Dio media vuelta y salió, proyectando la cola del vestido hacia atrás con un gesto estudiado. Viola Y mamá volvieron a echárseme encima con ganas, azotándome y sacudiéndome el pelo con cepillos y pinzas. Por fin dieron un paso atrás para admirar su obra.

—Fíjate —dijo mamá—. Estás preciosa. No te habría reconocido. Mira. —Me dio un espejo.

Yo tampoco me habría reconocido, con esa estructura tan elaborada apilada sobre mi cabeza. Encima de la frente se alzaba un empinado precipicio de cabello que luego descendía en una intrincada composición de cima puntiaguda, todo ello concentrado encima de pontones triples de cabello a lo largo de cada sien; por la parte de atrás, una cascada de rizos gordos formaba una estela espalda abajo. Remataba tal magnificencia el mayor lazo de satén rosa del mundo. Mamá y Viola parecían muy contentas. No se molestaron en pedirme mi opinión, así que no tuve que decir que me parecía… horripilante.

—¿Ves qué guapa estás? —dijo mamá.

Me llevé la mano al pelo.

—No lo toques —ordenó Viola—. Ni se te ocurra.

Recogió todos los útiles mientras mamá entablaba conversación con la señora Gates.

Yo me acerqué a Lula con sigilo y murmuré:

—Eh, Lula, ¿estás bien?

Ella me miró con sus enormes ojos color avellana y asintió, pero no pudo hablar. Noté con envidia que había escapado de una intervención capilar radical: su cabello pálido, de un rubio plateado, le caía por la espalda en dos cuidadas trenzas. Intenté sacarla de su estado de pánico. Le di un golpecito con el codo y le susurré:

—Lula, mira qué han hecho con mi pelo. Qué horror, ¿no?

Como tenía los labios sellados, respondió con una respiración larga y vibrante a través de la nariz. Me dio la sensación de que se le había olvidado cómo hablar.

—Lo harás muy bien, Lula —continué—. Has tocado esa pieza un millón de veces. Respira hondo un poco más. Y si no funciona, bueno, siempre te queda tu cubo.

Miré alrededor.
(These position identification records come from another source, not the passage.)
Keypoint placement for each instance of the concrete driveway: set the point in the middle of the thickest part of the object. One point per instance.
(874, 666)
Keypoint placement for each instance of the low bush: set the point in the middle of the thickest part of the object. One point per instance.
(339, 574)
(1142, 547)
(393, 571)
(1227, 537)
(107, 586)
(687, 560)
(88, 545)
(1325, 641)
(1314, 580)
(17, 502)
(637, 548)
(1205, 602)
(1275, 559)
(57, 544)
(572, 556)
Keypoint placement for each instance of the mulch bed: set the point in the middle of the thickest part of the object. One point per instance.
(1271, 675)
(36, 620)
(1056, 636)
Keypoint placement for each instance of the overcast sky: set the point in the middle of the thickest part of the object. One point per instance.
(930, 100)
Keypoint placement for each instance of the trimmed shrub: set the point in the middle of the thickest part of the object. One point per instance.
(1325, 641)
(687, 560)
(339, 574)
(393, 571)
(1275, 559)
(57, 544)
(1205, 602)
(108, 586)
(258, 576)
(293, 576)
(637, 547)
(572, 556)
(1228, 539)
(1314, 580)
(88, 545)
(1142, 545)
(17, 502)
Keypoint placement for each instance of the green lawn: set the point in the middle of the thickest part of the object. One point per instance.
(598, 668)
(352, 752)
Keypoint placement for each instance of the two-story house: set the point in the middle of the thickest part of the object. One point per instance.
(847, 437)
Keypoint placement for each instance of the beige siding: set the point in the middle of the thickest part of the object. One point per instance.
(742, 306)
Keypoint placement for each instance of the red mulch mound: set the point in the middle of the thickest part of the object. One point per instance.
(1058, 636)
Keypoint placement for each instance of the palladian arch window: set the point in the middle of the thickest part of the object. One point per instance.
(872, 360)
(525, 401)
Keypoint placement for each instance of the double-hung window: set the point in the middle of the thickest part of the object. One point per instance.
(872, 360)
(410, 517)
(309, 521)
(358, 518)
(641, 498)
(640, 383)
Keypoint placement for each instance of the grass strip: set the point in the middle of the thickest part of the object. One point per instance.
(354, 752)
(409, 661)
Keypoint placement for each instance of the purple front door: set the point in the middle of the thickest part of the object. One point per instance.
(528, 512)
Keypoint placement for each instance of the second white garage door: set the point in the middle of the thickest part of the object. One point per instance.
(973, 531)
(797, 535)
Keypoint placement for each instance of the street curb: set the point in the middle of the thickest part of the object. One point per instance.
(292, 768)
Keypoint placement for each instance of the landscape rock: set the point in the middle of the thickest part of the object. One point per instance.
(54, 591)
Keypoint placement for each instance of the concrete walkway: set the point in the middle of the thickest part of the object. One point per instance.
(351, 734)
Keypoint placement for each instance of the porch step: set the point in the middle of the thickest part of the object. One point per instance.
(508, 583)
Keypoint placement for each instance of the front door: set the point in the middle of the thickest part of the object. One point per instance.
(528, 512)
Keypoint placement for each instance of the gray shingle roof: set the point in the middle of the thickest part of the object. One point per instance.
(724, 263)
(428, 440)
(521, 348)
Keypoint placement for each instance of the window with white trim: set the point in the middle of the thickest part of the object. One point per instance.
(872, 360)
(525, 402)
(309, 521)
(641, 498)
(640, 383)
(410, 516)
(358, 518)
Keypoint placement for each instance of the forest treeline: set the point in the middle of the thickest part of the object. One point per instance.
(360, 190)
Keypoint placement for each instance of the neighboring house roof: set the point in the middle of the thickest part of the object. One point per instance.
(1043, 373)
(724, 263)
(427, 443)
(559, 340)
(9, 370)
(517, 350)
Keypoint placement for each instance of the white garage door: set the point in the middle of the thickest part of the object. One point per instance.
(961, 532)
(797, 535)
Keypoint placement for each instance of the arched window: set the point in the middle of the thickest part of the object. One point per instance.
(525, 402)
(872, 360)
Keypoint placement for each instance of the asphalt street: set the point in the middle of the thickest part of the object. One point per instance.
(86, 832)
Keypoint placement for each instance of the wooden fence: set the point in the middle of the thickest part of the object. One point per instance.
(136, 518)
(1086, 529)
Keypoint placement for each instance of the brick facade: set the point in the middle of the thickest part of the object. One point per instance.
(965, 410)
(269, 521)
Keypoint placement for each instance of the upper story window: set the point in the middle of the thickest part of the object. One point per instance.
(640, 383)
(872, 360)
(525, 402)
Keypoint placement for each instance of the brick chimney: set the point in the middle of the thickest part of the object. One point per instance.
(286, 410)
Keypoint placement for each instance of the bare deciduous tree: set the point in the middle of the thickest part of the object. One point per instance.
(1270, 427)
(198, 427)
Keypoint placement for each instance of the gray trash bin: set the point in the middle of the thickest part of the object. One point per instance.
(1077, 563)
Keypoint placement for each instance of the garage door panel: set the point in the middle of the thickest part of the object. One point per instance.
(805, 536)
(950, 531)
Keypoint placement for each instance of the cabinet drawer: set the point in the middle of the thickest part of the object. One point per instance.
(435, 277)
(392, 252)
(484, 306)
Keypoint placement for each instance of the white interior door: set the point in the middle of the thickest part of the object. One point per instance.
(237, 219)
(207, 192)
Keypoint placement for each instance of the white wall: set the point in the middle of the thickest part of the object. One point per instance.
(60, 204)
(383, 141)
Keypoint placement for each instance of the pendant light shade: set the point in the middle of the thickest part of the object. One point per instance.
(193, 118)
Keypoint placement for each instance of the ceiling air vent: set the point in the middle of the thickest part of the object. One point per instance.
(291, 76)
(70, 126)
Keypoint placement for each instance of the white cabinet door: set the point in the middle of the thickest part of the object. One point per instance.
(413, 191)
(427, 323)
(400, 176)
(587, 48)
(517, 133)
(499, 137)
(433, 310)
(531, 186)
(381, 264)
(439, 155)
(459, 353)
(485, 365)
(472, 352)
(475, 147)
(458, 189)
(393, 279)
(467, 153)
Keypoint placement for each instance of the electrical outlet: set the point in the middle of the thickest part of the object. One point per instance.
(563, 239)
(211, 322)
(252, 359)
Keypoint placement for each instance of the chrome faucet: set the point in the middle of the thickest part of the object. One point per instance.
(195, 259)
Harry estaba de pie frente al espejo de una esquina, echándose pomada de lavanda y dividiéndose el pelo minuciosamente con un peine, una y otra vez. Nunca antes le había visto preocuparse tanto por su aspecto. Al ser el mayor, tocaría el último, pero tendría que sentarse en el escenario y sufrirnos a todos los demás hasta que le tocara.

La señorita Brown regresó y nuestras madres nos hicieron unas advertencias finales antes de irse corriendo. Mis últimas instrucciones me las murmuró Viola:

—No te toques el pelo. Lo digo muy en serio.

Hicimos una fila en silencio. Nadie hablaba ni empujaba y todos nos estábamos quietos. Harry me guiñó el ojo desde la cola. Lula temblaba delante de mí, de las trenzas a los dedos de los pies.

—Lula —dijo la señorita Brown—, tienes que dejar ese cubo. —Lula no se movió—. Calpurnia, cógeselo.

Le di una palmada a Lula en el hombro y dije:

—Dámelo, Lula. Ya es la hora.

Se me quedó mirando con cara de súplica. Acabé por arrancarlo de sus manos sudorosas. La señorita Brown dijo:

—Niños, hoy tenéis que mostrar vuestro mejor porte. Barbillas arriba, pechos fuera.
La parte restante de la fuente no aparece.